Customer journey mapping:10 tips for the insurance industry

| 13 Jun 2017

Accurate and representative customer journey mapping helps in making the right strategic decisions at the right time in future transactions. This personalisation and targeted marketing is key to improving the customer experience. Here are 10 customer journey mapping tips for the insurance industry from the International Quality & Productivity Center (IQPC).

  1. Start with the customer, not the system.

Insurers should not log what they assume their client does, instead they need to track the activities and behaviour that are actually occurring. Customers need to be “followed” through their journey and theories put into practice with testing initiatives. By tracking the actual trail of the customer, companies can see exactly where things go wrong and how to enhance occurrences where things go right.

2. Segmenting: Capture the right data and examine it in the right way.

Start with using only some customer data, instead of having it all at once – for example the name and a relevant event – birthday or festive season. Then behaviours and preferences can be tracked to further target personalisation. For instance, some firms manage to categorise customers into positive, neutral or skeptical. Other fields of interest include age, gender, social media activity, preferred communication channel etc, to help the insurer in its recommendations.

3. Go deeper to find hidden touch points.

Get to the details and granularity. Listen to the customer at touch points and deploy analytical feedback to observe and capture behaviours, especially at a crucial touch point in the customer journey.

4. Locate the bleeding and equip staff to stem it.

Where journeys are not going well, ask where the bleeding occurs and how it can be stopped quickly. It is important to identify where in the cycle issues are likely to occur so staff can be empowered to correct it quickly. Sometimes processes that are employed with the best of intentions in fact disturb the customer journey.

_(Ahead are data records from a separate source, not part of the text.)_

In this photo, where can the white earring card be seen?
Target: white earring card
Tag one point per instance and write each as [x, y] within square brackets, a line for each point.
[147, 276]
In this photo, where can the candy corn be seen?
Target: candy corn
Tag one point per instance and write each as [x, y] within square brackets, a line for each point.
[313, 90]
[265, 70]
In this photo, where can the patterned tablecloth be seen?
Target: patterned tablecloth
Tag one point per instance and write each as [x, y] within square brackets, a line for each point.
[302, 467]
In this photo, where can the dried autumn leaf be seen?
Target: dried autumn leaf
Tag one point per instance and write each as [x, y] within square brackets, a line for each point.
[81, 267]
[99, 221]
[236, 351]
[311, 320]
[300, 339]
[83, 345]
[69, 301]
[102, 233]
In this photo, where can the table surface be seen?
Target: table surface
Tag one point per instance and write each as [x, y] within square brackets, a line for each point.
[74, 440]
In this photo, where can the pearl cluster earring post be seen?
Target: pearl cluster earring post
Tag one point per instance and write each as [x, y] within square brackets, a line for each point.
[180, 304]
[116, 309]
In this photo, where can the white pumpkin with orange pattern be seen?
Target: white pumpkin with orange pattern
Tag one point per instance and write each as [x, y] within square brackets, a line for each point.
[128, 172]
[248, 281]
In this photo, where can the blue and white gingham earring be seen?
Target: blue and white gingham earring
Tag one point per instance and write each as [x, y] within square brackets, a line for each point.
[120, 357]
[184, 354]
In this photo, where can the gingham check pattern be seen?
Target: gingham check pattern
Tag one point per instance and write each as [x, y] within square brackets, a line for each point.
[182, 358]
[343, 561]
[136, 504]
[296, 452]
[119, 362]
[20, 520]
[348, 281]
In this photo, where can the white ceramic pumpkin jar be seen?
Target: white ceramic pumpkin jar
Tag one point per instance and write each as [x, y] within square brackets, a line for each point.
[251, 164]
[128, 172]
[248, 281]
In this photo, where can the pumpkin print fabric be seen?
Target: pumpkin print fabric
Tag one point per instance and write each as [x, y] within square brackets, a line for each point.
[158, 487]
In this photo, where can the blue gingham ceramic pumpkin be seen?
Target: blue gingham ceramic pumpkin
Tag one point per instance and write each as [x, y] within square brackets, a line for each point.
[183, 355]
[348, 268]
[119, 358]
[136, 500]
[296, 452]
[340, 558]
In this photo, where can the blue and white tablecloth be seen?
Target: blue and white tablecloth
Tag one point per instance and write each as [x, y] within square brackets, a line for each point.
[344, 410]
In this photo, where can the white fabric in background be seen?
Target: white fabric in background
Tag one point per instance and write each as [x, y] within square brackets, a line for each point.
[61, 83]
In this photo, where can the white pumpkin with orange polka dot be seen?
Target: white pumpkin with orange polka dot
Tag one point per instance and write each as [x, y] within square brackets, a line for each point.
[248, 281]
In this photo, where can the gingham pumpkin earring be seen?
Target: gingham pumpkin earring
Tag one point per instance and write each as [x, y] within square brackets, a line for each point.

5. When the pain hits, ditch the jargon.

Forget jargon and heavy communication methods. For example, if bad news has to be delivered that one can’t quote for a policy or pay a claim, avoid hiding behind corporate wordings. Explain the situation simply and clearly to the client, and look to offer suggestions.

6. Listen to staff.

Front line employees have extensive knowledge about customer behaviour due to frequent client interactions. They can contribute suggestions on how to optimise the customer journey. For this to occur silos may need to be broken and certain ideas tested to measure their impact.

7. Customers crave availability, accessibility and seamless interactions.

There isn’t one route customers use to locate an insurer or choose to interact with an insurer, and it follows that one should not rely on a single channel, e.g. referrals. Ensure that inbound leads from a range of sources can be followed up on, to broaden the options customers can have to interact. This will also alleviate inefficiencies.

In addition, more customers are expecting to be able to take steps in their journey outside of usual working hours. Consider B2B services that facilitate out of hours communications, such as virtual assistants.

8. Use patterns to pre-empt behaviours.

Although each journey is likely to be different, there will be common patterns within a demographic to help shape prioritisation and decision making on how best to support the customer journey. This may incorporate timings of activities and what platforms or interactions should be used. Patterns can help in forecasts, so that one can be proactive in dealing with customers.

9. How does this experience align with your internal organisational structure?

Insights from the mapping need to be integrated into the business via analytics functions so the findings can be used. Looking at your delivery models and their metrics, are these aligned with what you have identified as the average customer journey, or does it clash and stifle it in places? What do you need to change to correct it?

10. Don’t leave your map in a drawer, keep it agile.

It is important to have continuous improvement with journey mapping. Socialise your journey mapping to some of your customers for feedback from a variety of touch points and scenarios. Systems may need to be put in place to enable this feedback loop. This way insurers can see if the mapping is representative of reality. Also, updates should be made to optimise the mapping and the KPIs used.

The above is extracted from an IQPC report, Taking Customer Journey Mapping To The Next Level.